突き放されヘッドオンになりかけたところでスライスバックで眼下に逃げる。なおも追いすがるトゥルーデ。
「なんか二人共、随分と熱が入っているな」
司令所から様子を見る美緒が、魔眼で時折二人の様子を眺め、呟く。
「あの子達、何かの切欠で火が付いたのかもね」
同じく、様子を見るミーナは心配そうだ。
「訓練だからと、かえってやり過ぎて問題を起こされても困るな……おっと、今のは危ない」
「そうね。そろそろね……バルクホルン大尉、ハルトマン中尉、今日の模擬戦は終了、そこまでです。帰投しなさい」
無線越しに二人に伝える。特に威圧感は出さなかったつもりだったのだが、二人は突然戦意を失ったかの様に、
大人しく滑走路に着陸し、ハンガーに向かった。
「あら珍しい。もうちょっと続くかと思ったのだけど」
「ミーナのその言い方じゃなあ」
笑う美緒に、何か変だった? と聞くミーナ。
「流石は501の“母”だな。さしずめ私は……」
「もう、美緒ったら茶化さないで」
苦笑せざるを得ないミーナだった。
帰還するなり手短に報告を済ませ、気分転換代わりに揃ってシャワーを浴びるトゥルーデとエーリカ。

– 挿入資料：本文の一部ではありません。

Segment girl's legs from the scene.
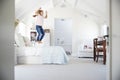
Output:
[36,25,45,41]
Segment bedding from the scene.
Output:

結局二人は互いに被弾無し、“戦果”も無しと言う訓練結果に終わった。
二人の間には沈黙が漂う。
シャワーの勢いの良い水音だけが辺りに響く。石壁に弾かれる飛沫もまた、訓練で火照った身体をクールダウンさせるにはちょうど良い。
かいた汗を流すべく、石けんで身体を洗う。
ぽつりと、トゥルーデが言う。
「手を抜いたのか」
聞き逃さなかったエーリカは、即座に答えた。
「まさか」
「じゃあさっきの機動は何だ。本来なら」
「やめようよ、トゥルーデ」
「何っ?」
「今更泡まみれのままで、もう一度空に昇って決着でも付ける気?」
「そ、それは流石に」
「じゃあ、もうやめようよ」
エーリカに二度止められ、言いかけた事を呑み込む。
トゥルーデは少しうつむき、派手に飛び散る水飛沫も構わず、髪を洗う。
突如として、背中に小さな膨らみを感じる。素肌と素肌が、石けんという極薄い皮膜ひとつ隔てて密着する。
鼓動が、聞こえる。
「今朝はごめんね」
そっと呟かれたその言葉。そんな事でこの私が……、との思いとは裏腹に、しっかりと彼女を正面から抱きしめている自分に気付く。
「もう良い。もう良いんだ、エーリカ」
「本当?」
ふっと笑みをこぼしたトゥルーデ。
「私もつくづく大人げないと思う」
「何でも本気。それがトゥルーデの良い所」
「悪い所でもあるんじゃないのか?」
「自覚してるならよ~し」
「エラソウに」
「トゥルーデにだけだもんね」
「まったく……」
絶え間なく流れるシャワーの中、そっと抱き寄せ、唇を重ねる。
石けんもあらかた流れ落ち、二人の髪はべったりと張り付いている。
素肌の触れ合い。ぬるい温度のシャワーの中で、お互いの鼓動を感じ、もう一度、気持ちを確かめ合う。
「今度は、どうする?」
悪戯っぽく笑ったエーリカに、トゥルーデは答えた。
「言うまでもないな」
二人は目を合わせ、笑った。そしてもう一度、キスをした。
唯一無二の存在。
お互いにとっての、愛しの人を表現する言葉。
良きライバルであり、喧嘩友達でもあり、背中を任せられる仲間、そして……。